Now, endosymbiosis is an interesting point, but not sufficient to destroy the tree of life. Yes, there is a few fusions of branches (around 3 times overall it seems, once of alpha-proteobacteria (mitochondria) and twice of cyanobacteria (plastids in archaeplastid ancestor, and in Paulinella)). However... even some real [botanical] trees have branch fusion! It's not big deal if it happens a couple times here and there, we can still follow.

I think the diagrams like the one below may be a bit misleading:

(Doolittle WF February 2000 © Scientific American; the trained reader will probably see another reason this makes me cringe. (the 'crown eukaryote' positioning of Animals, Fungi and Plants. Although this was still during the age of Archaezoa...))

Those lateral transfer lines aren't all of one gene; and even if this were a single gene tree, there are thousands of others out there. This diagram represents some well-documented lateral gene transfer events among all the organisms and all the genes we know of; if one were to represent all the genes that didn't undergo a transfer event of any sort, the importance of LGT would quickly be put back in its place. It's not as if entire genomes have been shifted around! (except in the case of endosymbiosis...)

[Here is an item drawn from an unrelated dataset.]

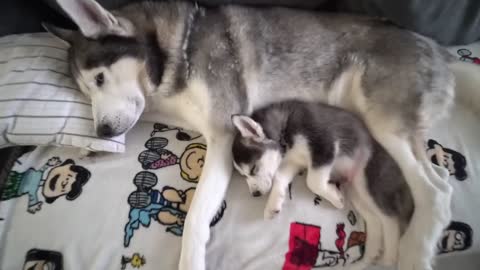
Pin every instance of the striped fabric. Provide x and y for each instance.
(39, 102)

Don't get me wrong, I still think LGT is important and awesome, but do we really need to chop down the entire tree because of a few loopy branches?


  1. I recently read a review of this subject (though I've forgotten the citation, curses!) that pointed out that even rampant LGT is not incompatible with a tree structure, if LGT is more likely to happen between closely rather than distantly related taxa. It just makes the tree fuzzier.

    Of course, the "crown eukaryote" concept was still alive and well when that diagram was drawn, so no fair picking on it in that regard.

    Finally, the number of "branch fusions" probably goes up to at least ten once you add in secondary, etc. endosymbioses.

  2. Towards the end I suddenly remembered secondary and tertiary endosymbioses (and the weird chimeric plastid-targetting gene set in Karenia that's part hapto part dino), but didn't want to complicate the post any further! (Keeling 2004 Am J Bot has a really nice diagram of that)

    But isn't pretty much everything a bit fuzzy in science? =D

  3. I think Ford Doolittle was enraptured with the idea of 'rampant' gene transfer, to the point of irrationality.